Liabilities are obligations of the business that have accrued as a result of past transactions. Simply put, liabilities are the monetary value of what the business owes to outside entities. Merely owning high value assets is not enough if the business also has high liabilities. Both assets and liabilities have to be viewed simultaneously to gauge the true financial condition of the business.
This article looks at meaning of and differences between two different types of liabilities based on the timing of their settlement – current liabilities and non-current liabilities.
Definitions and meanings
Current liabilities are those short term obligations which are due for payment or settlement by the business within a short period of time i.e.: within the next one financial year.
Current liabilities generally arise as a result of day to day operations of the business. Every business avails several goods and services during the course of its business operations. The business may have availed a credit period for payment for these goods and services, this is when current liabilities accrue. Payments for which outstanding credit period as on the date of the balance sheet is less than 12 months are classified as current liabilities.
Current liabilities reduce the working capital funds available to a business.
Examples of current liabilities include:
- Creditors for goods purchases with credit period less than one year
- Utility payment accruals such as rent, water, electricity etc
- Short term loans maturing within less than a year
- Any other payables due for settlement within one year of the balance sheet date
Non-current liabilities are long term liabilities which are not due for payment or settlement within the next one financial year.
Non-current liabilities generally arise due to availing of long term funding for the business. Apart from funding of day to day operations, businesses also need to raise funds for various capital expenses from time to time. These include acquisition of fixed assets and property. These capital expenses are generally funded through non-current liabilities such as bank loans, public deposits etc.
Examples of non-current liabilities include:
- Bank loans which have term exceeding one year
- Bonds, debentures, public deposits which mature or convert after more than one year
- Long term employee benefit payables such as gratuity, pension etc
Key differences between current and non-current liabilities:
The differences between current liabilities and non-current liabilities have been detailed below:
- Current liabilities are those liabilities which are to be settled within one financial year.
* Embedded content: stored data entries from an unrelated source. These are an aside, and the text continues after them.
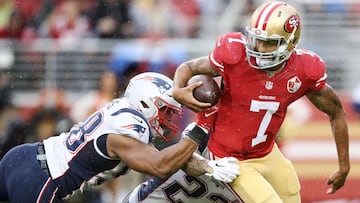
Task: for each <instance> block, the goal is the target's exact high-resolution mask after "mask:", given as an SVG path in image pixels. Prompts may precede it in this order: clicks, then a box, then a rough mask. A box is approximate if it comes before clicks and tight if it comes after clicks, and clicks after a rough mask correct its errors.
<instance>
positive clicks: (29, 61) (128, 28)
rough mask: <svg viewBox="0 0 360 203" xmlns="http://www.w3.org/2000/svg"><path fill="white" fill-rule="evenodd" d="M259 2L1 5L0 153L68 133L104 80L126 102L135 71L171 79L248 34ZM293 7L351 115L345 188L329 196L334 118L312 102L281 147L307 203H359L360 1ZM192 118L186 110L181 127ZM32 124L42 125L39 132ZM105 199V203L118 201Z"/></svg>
mask: <svg viewBox="0 0 360 203" xmlns="http://www.w3.org/2000/svg"><path fill="white" fill-rule="evenodd" d="M262 2H263V1H255V0H254V1H252V0H244V1H238V0H213V1H206V0H98V1H96V0H34V1H27V0H0V13H1V15H0V73H1V77H0V91H1V92H0V97H1V116H0V117H1V118H0V143H1V146H3V148H2V149H1V150H2V152H5V151H6V149H7V148H6V147H4V146H5V145H6V144H7V145H8V146H7V147H9V146H13V145H16V144H19V143H21V142H24V141H34V140H39V139H43V138H39V137H38V135H36V132H39V131H41V132H42V133H41V134H44V136H45V137H46V136H50V135H52V134H54V133H57V132H59V131H61V130H64V129H66V128H67V127H68V126H69V124H70V123H71V122H73V121H74V120H76V119H75V118H73V117H72V116H71V115H72V113H71V111H81V109H77V110H76V109H75V110H74V109H73V108H72V107H73V106H74V105H75V103H76V102H77V101H78V100H80V99H81V98H83V97H86V96H87V95H88V94H89V93H94V92H96V91H98V90H99V89H100V88H99V87H100V85H102V84H101V83H100V81H101V77H102V74H103V73H104V72H108V71H111V72H114V73H115V75H116V77H117V90H118V91H120V94H121V91H122V90H123V87H124V86H125V85H126V81H127V78H128V77H129V76H131V75H132V74H134V73H137V72H141V71H145V70H149V71H158V72H163V73H166V74H167V75H169V76H172V74H173V71H174V68H175V67H176V65H178V64H179V63H181V62H182V61H185V60H186V59H190V58H193V57H197V56H202V55H207V54H208V53H209V51H210V50H211V49H212V48H213V45H214V41H215V39H216V37H217V36H218V35H220V34H222V33H226V32H229V31H242V30H243V28H244V26H245V25H246V24H247V22H248V19H249V14H250V13H251V12H252V10H253V9H254V8H255V7H256V6H258V5H259V4H260V3H262ZM288 2H289V3H291V4H293V5H294V6H295V7H296V8H298V10H299V11H300V13H301V17H302V26H303V27H302V36H301V40H300V45H299V47H304V48H308V49H310V50H313V51H315V52H317V53H318V54H319V55H320V56H321V57H322V58H323V59H324V60H325V61H326V62H327V65H328V76H329V79H328V81H329V84H330V85H332V86H333V87H334V88H335V89H336V90H337V91H338V93H339V95H340V96H341V99H342V101H343V103H344V106H345V109H346V111H347V114H348V118H349V132H350V143H351V144H350V152H351V162H352V169H351V172H350V175H349V179H348V182H347V183H346V185H345V186H344V188H342V189H341V190H340V191H339V192H337V193H336V194H334V195H326V188H327V187H326V185H325V183H326V180H327V177H328V176H329V175H330V173H331V172H332V171H333V170H335V169H336V167H337V162H336V151H335V144H334V143H333V139H332V136H331V129H330V125H329V123H328V121H327V118H326V117H325V115H323V114H321V113H319V112H317V111H316V110H315V111H313V110H314V109H313V108H312V107H311V106H310V105H309V104H308V103H307V101H302V103H301V104H299V105H296V106H295V105H294V107H293V108H292V109H291V110H289V113H290V116H289V117H288V119H287V121H286V123H285V125H284V129H283V131H282V134H283V135H284V136H283V138H284V139H282V143H281V144H282V149H283V151H284V153H285V154H286V155H287V156H288V157H289V158H290V159H291V160H292V161H293V162H294V164H295V167H296V169H297V170H298V173H299V176H300V180H301V184H302V198H303V202H304V203H310V202H337V203H338V202H341V203H343V202H344V203H345V202H352V203H354V202H360V151H359V149H360V120H359V113H356V111H355V108H353V100H352V95H351V93H352V91H353V90H354V88H355V86H356V85H357V84H358V83H360V68H359V67H360V60H359V58H358V57H359V56H360V51H359V50H360V49H359V48H360V38H359V32H360V1H359V0H293V1H288ZM86 98H88V97H86ZM95 99H96V97H92V100H95ZM89 102H90V103H91V101H89ZM49 112H50V113H49ZM44 114H45V115H44ZM59 115H61V116H60V117H59ZM191 116H192V115H191V113H190V112H189V113H188V116H186V117H185V118H184V121H183V122H184V123H186V122H187V121H188V120H189V119H191ZM59 118H60V119H59ZM42 119H43V120H42ZM42 121H44V122H42ZM50 121H51V122H50ZM64 121H66V122H64ZM300 121H301V122H300ZM35 122H36V123H40V124H39V125H38V126H35V127H34V123H35ZM41 124H43V125H41ZM49 125H53V128H52V129H48V128H49V127H48V126H49ZM32 133H34V134H32ZM289 135H290V136H289ZM9 140H10V141H9ZM144 178H145V176H142V175H140V174H136V173H134V172H133V173H132V174H131V175H129V176H128V177H125V178H121V180H120V181H119V183H118V184H115V186H114V187H110V188H112V189H113V191H117V193H116V195H117V197H115V199H116V198H117V199H120V198H121V196H122V195H123V194H125V193H126V192H127V191H128V190H130V189H131V188H132V187H134V185H135V184H136V183H138V182H139V181H141V180H143V179H144ZM104 191H106V190H105V189H104V190H102V191H101V192H100V193H101V194H100V196H101V198H102V199H107V200H108V199H111V197H109V196H111V195H109V194H110V193H109V192H104ZM110 191H111V190H110ZM104 196H106V197H104ZM107 200H103V202H109V201H107ZM74 201H75V200H74ZM99 201H100V200H99ZM75 202H76V201H75ZM78 202H80V200H78ZM87 202H91V201H87ZM93 202H95V201H93Z"/></svg>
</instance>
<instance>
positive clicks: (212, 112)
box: [204, 110, 217, 118]
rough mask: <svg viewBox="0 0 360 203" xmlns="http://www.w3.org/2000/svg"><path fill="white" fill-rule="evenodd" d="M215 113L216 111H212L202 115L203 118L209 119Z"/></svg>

- Non-current liabilities are those liabilities which are not likely to be settled within one financial year.
- Current liabilities have credit period less than 12 months.
- Non-current liabilities have longer repayment terms in excess of 12 months.
Presentation in the balance sheet
- Current liabilities generally appear in only one balance sheet as they become due for payment and settlement within one financial cycle.
- Non-current liabilities appear across several consecutive balance sheets as they are payable over multiple years.
Impact on working capital
- Repayment of current liabilities reduces working capital of a business.
- Repayment of non-current liabilities does not impact working capital of a business. Interest payments on such liabilities however do impact working capital of the business.
Accrued due to
- Current liabilities generally accrue as a result of obligations arisen during day to day operations of the company.
- Non-current liabilities generally accrue as a result of more long term funding needs of the business.
- Current liabilities have short credit period and generally do not have any interest obligation attached to them.
- Non-current liabilities are due over several years and generally have an interest obligation attached to them.
- As current liabilities arise due to day to day operations and have short credit periods, they generally do not have any security attached to them to cover repayment default.
- Non-current liabilities have longer terms and mostly have securities attached to them as guarantee for repayment. E.g.: a loan taken to purchase heavy machinery could have the machinery itself offered as a security to cover against repayment default.
- Current liabilities include short term creditors, short term loans, and utility payables.
- Non-current liabilities include long term bank loans, bonds debentures etc.
Current liabilities versus non-current liabilities – tabular comparison
A tabular comparison of current and non-current liabilities is given below:
|Liabilities which are due for payment within one financial year||Liabilities which are not due for payment within one financial year|
|Up to a year||More than a year|
|Presentation in the balance sheet|
|Generally in only one balance sheet||Across several consecutive balance sheets|
|Impact of repayment on working capital|
|Yes||No, (interest payment impacts working capital).|
|Accrued due to|
|Goods and services availed during day to day operations of a business||Generally due to funding of long term capital expenses|
|Interest obligation attached|
|Short term accounts and utility payables, short term borrowings||Long term borrowings including bonds and debentures|
Understanding the nature of liabilities and appropriate recording of them in financial statements is important for a business. It is especially important to management as they have to take decisions to manage working capital based on what the company owes and when are they owed. For investors as well, analysis of liabilities helps them gauge the financial strength of the company.